Cleaning up the Coast

By TANIA PHILLIPS

Pic: Tasmanian Greens Senator Peter Whish-Wilson and Greens Candidate for Richmond Fingal’s Dawn Walker check out the hard plastic washed up on Kingscliff Beach last week.

TASMANIAN-based Greens Senator Peter Whish-Wilson headed to the Tweed Coast to help champion a national “cash for containers scheme”.
Senator Whish-Wilson urged Tweed Coasters to write to their local state and federal members to help pressure the NSW Government into supporting the scheme.
The senator initiated a senate inquiry on 7 November last year to examine the connection between cash for container schemes and lower levels of marine plastic pollution.
The inquiry also looked into serious allegations of beverage company misbehaviour – such as profiteering, price gouging and obstructionism.
The South Australian cash for container scheme or ‘container deposit program’ has achieved up to an 84 per cent recycling rate on all beverage containers consumed, the highest recycling rate in Australia.

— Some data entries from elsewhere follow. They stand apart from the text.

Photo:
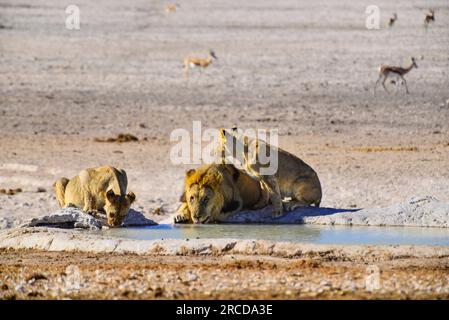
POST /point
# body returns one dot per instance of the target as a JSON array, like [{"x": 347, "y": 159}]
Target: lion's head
[{"x": 204, "y": 192}]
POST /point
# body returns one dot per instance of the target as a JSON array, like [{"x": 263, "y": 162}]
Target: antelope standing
[
  {"x": 201, "y": 63},
  {"x": 394, "y": 74},
  {"x": 171, "y": 7},
  {"x": 392, "y": 20},
  {"x": 430, "y": 17}
]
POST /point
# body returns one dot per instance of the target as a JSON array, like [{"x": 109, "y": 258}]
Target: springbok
[
  {"x": 392, "y": 20},
  {"x": 394, "y": 74},
  {"x": 201, "y": 63},
  {"x": 430, "y": 17},
  {"x": 171, "y": 7}
]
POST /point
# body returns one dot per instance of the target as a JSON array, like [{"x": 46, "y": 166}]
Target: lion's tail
[{"x": 60, "y": 186}]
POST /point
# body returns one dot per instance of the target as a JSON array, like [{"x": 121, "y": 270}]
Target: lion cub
[
  {"x": 214, "y": 192},
  {"x": 97, "y": 189},
  {"x": 293, "y": 178}
]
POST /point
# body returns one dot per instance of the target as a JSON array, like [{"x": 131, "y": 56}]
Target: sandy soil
[
  {"x": 305, "y": 68},
  {"x": 49, "y": 275}
]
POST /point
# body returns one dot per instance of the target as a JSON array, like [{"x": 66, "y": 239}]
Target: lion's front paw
[
  {"x": 277, "y": 212},
  {"x": 180, "y": 219}
]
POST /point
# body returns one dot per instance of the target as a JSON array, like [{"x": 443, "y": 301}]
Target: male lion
[
  {"x": 97, "y": 189},
  {"x": 293, "y": 178},
  {"x": 214, "y": 192}
]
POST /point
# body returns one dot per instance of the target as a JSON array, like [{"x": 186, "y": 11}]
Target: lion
[
  {"x": 97, "y": 189},
  {"x": 293, "y": 178},
  {"x": 214, "y": 192}
]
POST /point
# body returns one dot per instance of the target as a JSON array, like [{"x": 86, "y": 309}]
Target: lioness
[
  {"x": 293, "y": 179},
  {"x": 214, "y": 192},
  {"x": 97, "y": 189}
]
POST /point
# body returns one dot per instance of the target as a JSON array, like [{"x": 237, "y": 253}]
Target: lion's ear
[
  {"x": 131, "y": 197},
  {"x": 183, "y": 197},
  {"x": 213, "y": 178},
  {"x": 110, "y": 195},
  {"x": 235, "y": 173}
]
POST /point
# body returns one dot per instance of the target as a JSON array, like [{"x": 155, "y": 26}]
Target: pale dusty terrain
[
  {"x": 74, "y": 264},
  {"x": 306, "y": 69}
]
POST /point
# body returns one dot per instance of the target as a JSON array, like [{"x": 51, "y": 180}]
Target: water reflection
[{"x": 291, "y": 233}]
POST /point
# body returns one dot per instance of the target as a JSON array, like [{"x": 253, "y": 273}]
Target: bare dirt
[
  {"x": 49, "y": 275},
  {"x": 305, "y": 68}
]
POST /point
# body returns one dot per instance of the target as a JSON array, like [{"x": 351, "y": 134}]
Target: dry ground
[
  {"x": 306, "y": 68},
  {"x": 44, "y": 275}
]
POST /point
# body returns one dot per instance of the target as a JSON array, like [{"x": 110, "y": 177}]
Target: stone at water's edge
[
  {"x": 71, "y": 217},
  {"x": 417, "y": 211}
]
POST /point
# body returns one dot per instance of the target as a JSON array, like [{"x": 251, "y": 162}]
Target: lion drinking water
[
  {"x": 97, "y": 189},
  {"x": 214, "y": 192}
]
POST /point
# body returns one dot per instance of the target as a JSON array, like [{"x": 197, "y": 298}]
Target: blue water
[{"x": 291, "y": 233}]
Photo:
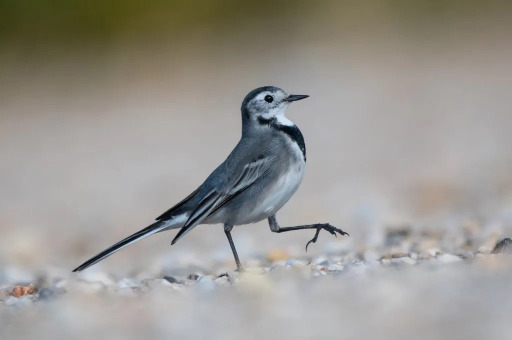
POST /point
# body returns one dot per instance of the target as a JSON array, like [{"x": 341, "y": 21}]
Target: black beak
[{"x": 294, "y": 97}]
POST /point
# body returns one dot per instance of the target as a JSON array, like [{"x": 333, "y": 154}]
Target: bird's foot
[{"x": 326, "y": 226}]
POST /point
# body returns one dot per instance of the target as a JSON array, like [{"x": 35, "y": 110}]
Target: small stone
[
  {"x": 448, "y": 258},
  {"x": 403, "y": 260},
  {"x": 222, "y": 281},
  {"x": 335, "y": 267},
  {"x": 96, "y": 276},
  {"x": 46, "y": 293},
  {"x": 19, "y": 291},
  {"x": 193, "y": 277},
  {"x": 128, "y": 283},
  {"x": 277, "y": 255},
  {"x": 18, "y": 302},
  {"x": 172, "y": 279},
  {"x": 205, "y": 283},
  {"x": 433, "y": 252},
  {"x": 503, "y": 247}
]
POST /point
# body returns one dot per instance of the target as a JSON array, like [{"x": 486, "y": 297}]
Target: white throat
[{"x": 278, "y": 114}]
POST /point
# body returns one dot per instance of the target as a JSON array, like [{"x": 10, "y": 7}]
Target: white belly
[{"x": 280, "y": 192}]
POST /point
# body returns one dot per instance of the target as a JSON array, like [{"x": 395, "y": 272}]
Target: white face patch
[{"x": 279, "y": 114}]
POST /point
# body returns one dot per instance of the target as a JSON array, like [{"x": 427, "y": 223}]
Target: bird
[{"x": 255, "y": 181}]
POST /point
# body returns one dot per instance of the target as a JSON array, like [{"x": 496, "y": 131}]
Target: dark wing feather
[
  {"x": 175, "y": 210},
  {"x": 251, "y": 173}
]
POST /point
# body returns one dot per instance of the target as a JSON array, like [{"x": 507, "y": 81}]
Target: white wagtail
[{"x": 253, "y": 183}]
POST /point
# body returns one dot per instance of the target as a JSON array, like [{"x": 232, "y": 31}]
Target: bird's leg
[
  {"x": 274, "y": 226},
  {"x": 227, "y": 230}
]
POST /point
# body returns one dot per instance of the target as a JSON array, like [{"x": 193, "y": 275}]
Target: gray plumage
[{"x": 258, "y": 177}]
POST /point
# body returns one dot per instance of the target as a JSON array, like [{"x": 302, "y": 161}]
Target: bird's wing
[{"x": 218, "y": 196}]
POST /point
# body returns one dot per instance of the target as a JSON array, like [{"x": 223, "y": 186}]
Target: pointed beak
[{"x": 294, "y": 97}]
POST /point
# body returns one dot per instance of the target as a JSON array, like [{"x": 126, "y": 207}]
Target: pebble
[
  {"x": 19, "y": 302},
  {"x": 503, "y": 247},
  {"x": 449, "y": 258},
  {"x": 128, "y": 283},
  {"x": 205, "y": 284}
]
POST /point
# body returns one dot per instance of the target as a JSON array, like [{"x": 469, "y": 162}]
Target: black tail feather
[{"x": 152, "y": 229}]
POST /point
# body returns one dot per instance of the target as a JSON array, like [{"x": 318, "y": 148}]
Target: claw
[{"x": 330, "y": 229}]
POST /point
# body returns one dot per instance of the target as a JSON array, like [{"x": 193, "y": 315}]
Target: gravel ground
[{"x": 410, "y": 287}]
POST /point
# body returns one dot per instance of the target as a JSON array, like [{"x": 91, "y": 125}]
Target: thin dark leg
[
  {"x": 274, "y": 226},
  {"x": 227, "y": 230}
]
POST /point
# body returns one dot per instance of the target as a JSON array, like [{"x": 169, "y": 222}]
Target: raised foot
[{"x": 326, "y": 226}]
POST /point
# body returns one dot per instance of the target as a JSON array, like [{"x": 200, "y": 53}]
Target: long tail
[{"x": 148, "y": 231}]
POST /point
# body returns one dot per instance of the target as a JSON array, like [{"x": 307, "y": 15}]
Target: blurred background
[{"x": 111, "y": 112}]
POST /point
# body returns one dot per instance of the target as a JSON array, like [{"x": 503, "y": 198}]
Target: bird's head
[{"x": 267, "y": 103}]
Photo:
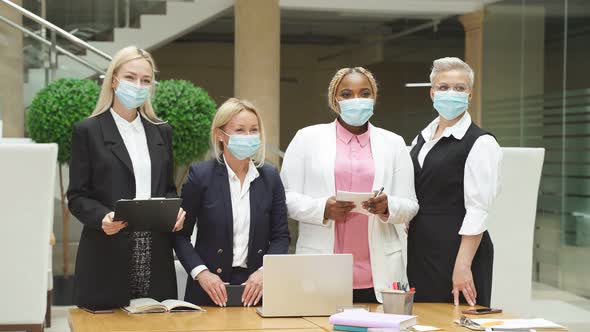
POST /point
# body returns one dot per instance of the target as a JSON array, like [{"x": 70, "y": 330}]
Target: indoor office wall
[
  {"x": 536, "y": 93},
  {"x": 305, "y": 80}
]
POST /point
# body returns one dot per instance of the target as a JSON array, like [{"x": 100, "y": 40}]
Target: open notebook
[{"x": 147, "y": 305}]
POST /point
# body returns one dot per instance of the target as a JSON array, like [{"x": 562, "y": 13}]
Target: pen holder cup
[{"x": 397, "y": 302}]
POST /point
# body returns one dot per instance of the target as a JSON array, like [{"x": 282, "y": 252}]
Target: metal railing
[
  {"x": 51, "y": 42},
  {"x": 59, "y": 49}
]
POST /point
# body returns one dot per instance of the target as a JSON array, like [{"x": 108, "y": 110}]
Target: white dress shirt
[
  {"x": 481, "y": 179},
  {"x": 240, "y": 199},
  {"x": 135, "y": 141}
]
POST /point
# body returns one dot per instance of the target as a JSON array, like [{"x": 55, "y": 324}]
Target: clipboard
[{"x": 148, "y": 215}]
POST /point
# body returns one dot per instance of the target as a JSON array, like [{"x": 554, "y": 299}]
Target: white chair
[
  {"x": 181, "y": 274},
  {"x": 26, "y": 140},
  {"x": 27, "y": 178},
  {"x": 512, "y": 227}
]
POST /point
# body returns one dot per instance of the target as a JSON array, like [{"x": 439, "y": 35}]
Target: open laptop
[{"x": 305, "y": 285}]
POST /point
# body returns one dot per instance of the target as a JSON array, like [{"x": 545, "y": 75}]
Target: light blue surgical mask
[
  {"x": 450, "y": 104},
  {"x": 131, "y": 95},
  {"x": 243, "y": 146},
  {"x": 357, "y": 111}
]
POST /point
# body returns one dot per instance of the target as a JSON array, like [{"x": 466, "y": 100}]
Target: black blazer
[
  {"x": 206, "y": 198},
  {"x": 101, "y": 173}
]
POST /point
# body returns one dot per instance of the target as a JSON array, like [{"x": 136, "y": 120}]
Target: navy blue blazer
[{"x": 206, "y": 198}]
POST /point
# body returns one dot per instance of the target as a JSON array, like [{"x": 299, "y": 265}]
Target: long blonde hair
[
  {"x": 105, "y": 100},
  {"x": 224, "y": 114},
  {"x": 340, "y": 74}
]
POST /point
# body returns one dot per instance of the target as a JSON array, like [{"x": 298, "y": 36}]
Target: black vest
[{"x": 433, "y": 237}]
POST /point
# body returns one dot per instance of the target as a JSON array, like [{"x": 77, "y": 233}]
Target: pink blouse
[{"x": 354, "y": 171}]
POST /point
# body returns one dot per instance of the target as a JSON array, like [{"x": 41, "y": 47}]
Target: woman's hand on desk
[
  {"x": 179, "y": 220},
  {"x": 111, "y": 227},
  {"x": 337, "y": 209},
  {"x": 253, "y": 290},
  {"x": 463, "y": 283},
  {"x": 213, "y": 286}
]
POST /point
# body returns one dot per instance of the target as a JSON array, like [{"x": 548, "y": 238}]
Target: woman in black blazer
[
  {"x": 122, "y": 151},
  {"x": 238, "y": 205}
]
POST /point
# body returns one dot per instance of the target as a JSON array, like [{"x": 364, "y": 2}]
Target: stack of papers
[
  {"x": 362, "y": 320},
  {"x": 511, "y": 324}
]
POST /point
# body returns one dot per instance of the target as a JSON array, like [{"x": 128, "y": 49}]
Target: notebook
[
  {"x": 363, "y": 318},
  {"x": 147, "y": 305}
]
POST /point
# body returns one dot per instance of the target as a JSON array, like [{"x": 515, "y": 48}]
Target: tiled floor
[
  {"x": 548, "y": 302},
  {"x": 561, "y": 307}
]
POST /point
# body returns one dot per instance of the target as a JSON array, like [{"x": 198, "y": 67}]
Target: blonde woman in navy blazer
[{"x": 238, "y": 207}]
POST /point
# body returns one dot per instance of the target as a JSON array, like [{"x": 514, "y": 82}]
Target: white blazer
[{"x": 308, "y": 177}]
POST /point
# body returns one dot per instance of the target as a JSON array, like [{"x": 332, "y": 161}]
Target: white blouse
[
  {"x": 133, "y": 135},
  {"x": 482, "y": 172}
]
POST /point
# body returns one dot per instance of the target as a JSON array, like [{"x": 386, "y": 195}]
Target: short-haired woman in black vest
[{"x": 456, "y": 167}]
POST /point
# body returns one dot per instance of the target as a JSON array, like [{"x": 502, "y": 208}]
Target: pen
[{"x": 380, "y": 191}]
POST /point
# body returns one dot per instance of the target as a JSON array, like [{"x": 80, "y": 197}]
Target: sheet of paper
[
  {"x": 356, "y": 198},
  {"x": 538, "y": 323},
  {"x": 425, "y": 328}
]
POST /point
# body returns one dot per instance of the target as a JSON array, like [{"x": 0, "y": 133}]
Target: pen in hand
[
  {"x": 372, "y": 205},
  {"x": 379, "y": 192}
]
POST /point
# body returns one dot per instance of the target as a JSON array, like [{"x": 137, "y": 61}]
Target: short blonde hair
[
  {"x": 339, "y": 76},
  {"x": 451, "y": 63},
  {"x": 105, "y": 100},
  {"x": 224, "y": 114}
]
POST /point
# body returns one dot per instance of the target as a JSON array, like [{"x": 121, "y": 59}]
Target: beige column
[
  {"x": 473, "y": 25},
  {"x": 11, "y": 70},
  {"x": 257, "y": 63}
]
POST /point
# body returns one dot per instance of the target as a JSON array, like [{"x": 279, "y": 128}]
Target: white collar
[
  {"x": 126, "y": 125},
  {"x": 250, "y": 176},
  {"x": 457, "y": 130}
]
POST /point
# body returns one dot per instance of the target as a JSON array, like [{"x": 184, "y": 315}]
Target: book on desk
[{"x": 147, "y": 305}]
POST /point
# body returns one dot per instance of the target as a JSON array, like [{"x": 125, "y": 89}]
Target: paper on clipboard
[{"x": 356, "y": 198}]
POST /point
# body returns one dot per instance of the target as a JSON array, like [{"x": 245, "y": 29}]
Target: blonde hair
[
  {"x": 224, "y": 114},
  {"x": 451, "y": 63},
  {"x": 105, "y": 100},
  {"x": 332, "y": 89}
]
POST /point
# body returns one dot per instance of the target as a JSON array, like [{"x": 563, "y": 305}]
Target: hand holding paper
[{"x": 357, "y": 199}]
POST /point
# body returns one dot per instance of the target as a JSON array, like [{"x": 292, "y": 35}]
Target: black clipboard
[
  {"x": 148, "y": 215},
  {"x": 234, "y": 295}
]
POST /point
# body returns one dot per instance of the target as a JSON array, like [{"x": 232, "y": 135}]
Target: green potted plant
[
  {"x": 189, "y": 110},
  {"x": 50, "y": 119}
]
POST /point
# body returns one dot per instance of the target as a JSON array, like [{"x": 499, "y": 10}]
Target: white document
[
  {"x": 356, "y": 198},
  {"x": 535, "y": 323},
  {"x": 424, "y": 328}
]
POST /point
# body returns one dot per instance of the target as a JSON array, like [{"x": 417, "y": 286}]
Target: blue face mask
[
  {"x": 243, "y": 146},
  {"x": 357, "y": 111},
  {"x": 131, "y": 95},
  {"x": 450, "y": 104}
]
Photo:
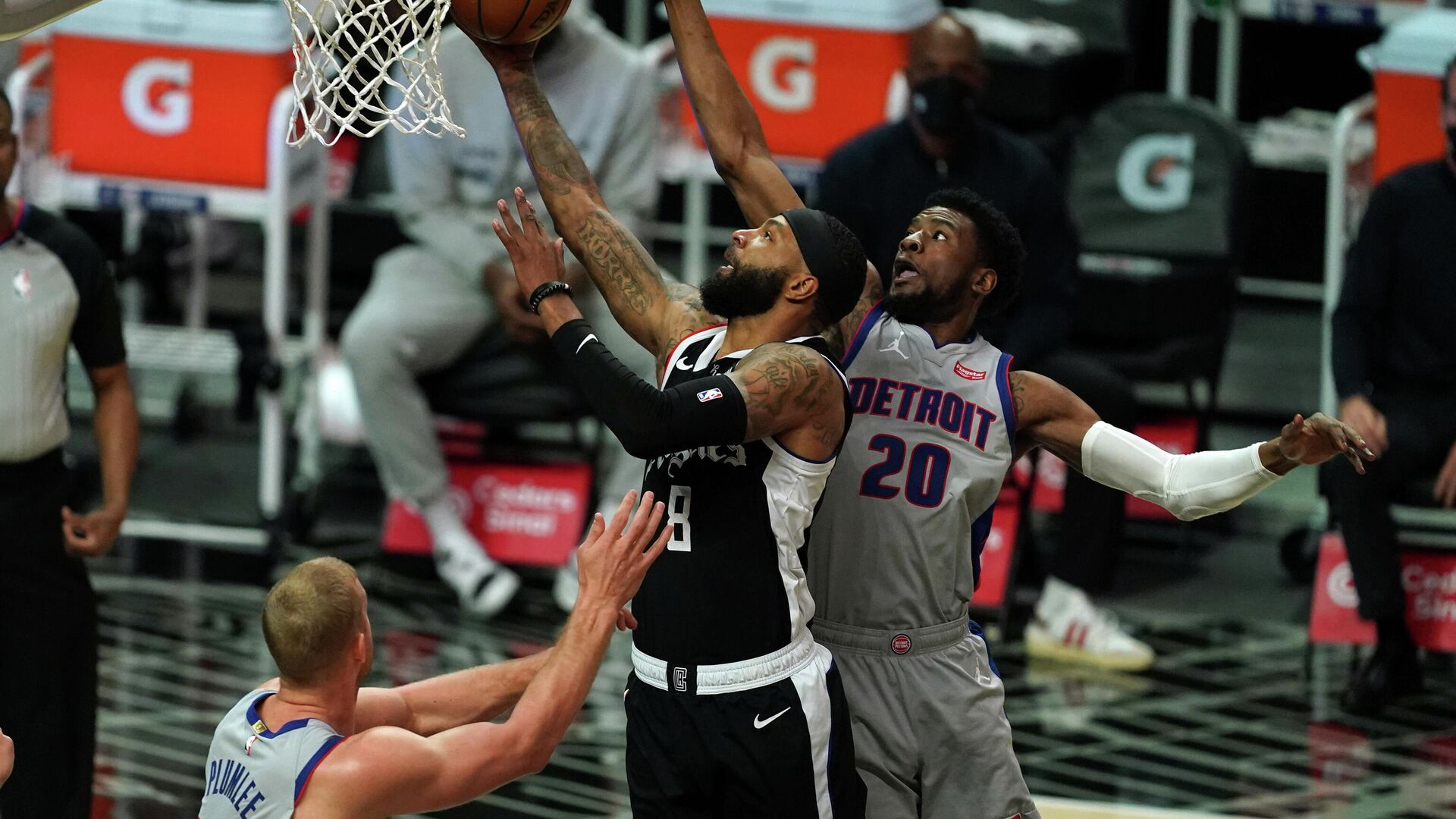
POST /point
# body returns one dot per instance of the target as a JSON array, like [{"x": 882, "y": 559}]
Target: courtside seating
[{"x": 1158, "y": 193}]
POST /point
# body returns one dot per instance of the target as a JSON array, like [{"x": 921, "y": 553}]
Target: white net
[{"x": 364, "y": 64}]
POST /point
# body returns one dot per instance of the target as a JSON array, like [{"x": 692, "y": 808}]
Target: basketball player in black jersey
[{"x": 733, "y": 710}]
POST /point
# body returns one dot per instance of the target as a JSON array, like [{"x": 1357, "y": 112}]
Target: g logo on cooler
[
  {"x": 794, "y": 93},
  {"x": 172, "y": 111},
  {"x": 1341, "y": 586},
  {"x": 1155, "y": 172}
]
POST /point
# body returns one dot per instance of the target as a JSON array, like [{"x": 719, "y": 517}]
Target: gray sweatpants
[
  {"x": 419, "y": 316},
  {"x": 930, "y": 732}
]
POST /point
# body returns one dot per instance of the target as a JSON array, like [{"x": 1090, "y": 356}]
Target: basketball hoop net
[{"x": 364, "y": 64}]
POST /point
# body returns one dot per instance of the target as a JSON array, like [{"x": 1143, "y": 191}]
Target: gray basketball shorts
[{"x": 930, "y": 732}]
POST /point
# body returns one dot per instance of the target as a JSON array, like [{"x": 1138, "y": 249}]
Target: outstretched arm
[
  {"x": 629, "y": 280},
  {"x": 446, "y": 701},
  {"x": 727, "y": 118},
  {"x": 388, "y": 771},
  {"x": 1190, "y": 485},
  {"x": 780, "y": 388}
]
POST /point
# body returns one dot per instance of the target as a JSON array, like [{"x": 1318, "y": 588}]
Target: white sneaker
[
  {"x": 1069, "y": 629},
  {"x": 482, "y": 585},
  {"x": 566, "y": 585}
]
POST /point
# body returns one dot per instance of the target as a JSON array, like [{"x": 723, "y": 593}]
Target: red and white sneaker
[{"x": 1069, "y": 629}]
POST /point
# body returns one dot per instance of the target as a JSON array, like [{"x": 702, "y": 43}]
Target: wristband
[{"x": 546, "y": 290}]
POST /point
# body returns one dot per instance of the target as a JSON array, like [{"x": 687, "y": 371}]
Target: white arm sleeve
[{"x": 1188, "y": 485}]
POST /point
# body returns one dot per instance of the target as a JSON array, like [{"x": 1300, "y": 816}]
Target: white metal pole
[
  {"x": 275, "y": 306},
  {"x": 1231, "y": 41},
  {"x": 197, "y": 287},
  {"x": 695, "y": 229},
  {"x": 1180, "y": 47},
  {"x": 1335, "y": 203}
]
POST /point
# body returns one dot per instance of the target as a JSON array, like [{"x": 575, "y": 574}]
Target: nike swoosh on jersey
[{"x": 759, "y": 723}]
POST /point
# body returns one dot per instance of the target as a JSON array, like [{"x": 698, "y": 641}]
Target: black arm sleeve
[
  {"x": 1359, "y": 324},
  {"x": 650, "y": 422}
]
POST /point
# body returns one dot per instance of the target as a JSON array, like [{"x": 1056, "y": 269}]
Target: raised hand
[
  {"x": 617, "y": 556},
  {"x": 1320, "y": 438},
  {"x": 536, "y": 257},
  {"x": 1359, "y": 413}
]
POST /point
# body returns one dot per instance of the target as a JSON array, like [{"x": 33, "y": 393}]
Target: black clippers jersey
[{"x": 730, "y": 585}]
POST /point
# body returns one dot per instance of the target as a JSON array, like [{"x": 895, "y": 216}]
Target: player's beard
[
  {"x": 928, "y": 305},
  {"x": 746, "y": 292}
]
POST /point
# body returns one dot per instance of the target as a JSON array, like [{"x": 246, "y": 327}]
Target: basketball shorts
[
  {"x": 929, "y": 713},
  {"x": 715, "y": 742}
]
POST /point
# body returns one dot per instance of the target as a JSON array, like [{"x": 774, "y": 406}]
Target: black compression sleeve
[{"x": 650, "y": 422}]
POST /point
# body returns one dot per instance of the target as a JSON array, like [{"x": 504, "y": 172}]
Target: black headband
[{"x": 839, "y": 286}]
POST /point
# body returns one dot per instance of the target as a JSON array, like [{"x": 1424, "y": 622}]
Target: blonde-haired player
[{"x": 315, "y": 745}]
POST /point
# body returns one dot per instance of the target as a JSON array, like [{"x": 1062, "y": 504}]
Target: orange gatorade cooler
[
  {"x": 817, "y": 71},
  {"x": 169, "y": 89},
  {"x": 1407, "y": 64}
]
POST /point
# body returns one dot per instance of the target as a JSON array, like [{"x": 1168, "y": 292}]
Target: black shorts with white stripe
[{"x": 783, "y": 749}]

South Australians are very proud of this achievement – the Greens are confident a national scheme could be funded entirely from private investment, and run efficiently at a much lower cost than existing schemes.
“We know that two-thirds of all pollution that washes up on beaches is plastic and we know that a third of that is plastic bottles,” the senator, who spent 10 years working in marine conservation on the issue, said.
“They are a significant component of marine debris and we know that, from the recent CSIRO study released two weeks ago, that there was basically a four times higher chances of finding a plastic bottle on beaches outside of South Australia. This is because of a scheme that takes the bottles from the environment, from the street before they get washed into the ocean.
“Environmentally and socially the scheme makes a lot of sense.”
He said there were three reasons that the scheme had not been taken nationally, and they were all big businesses.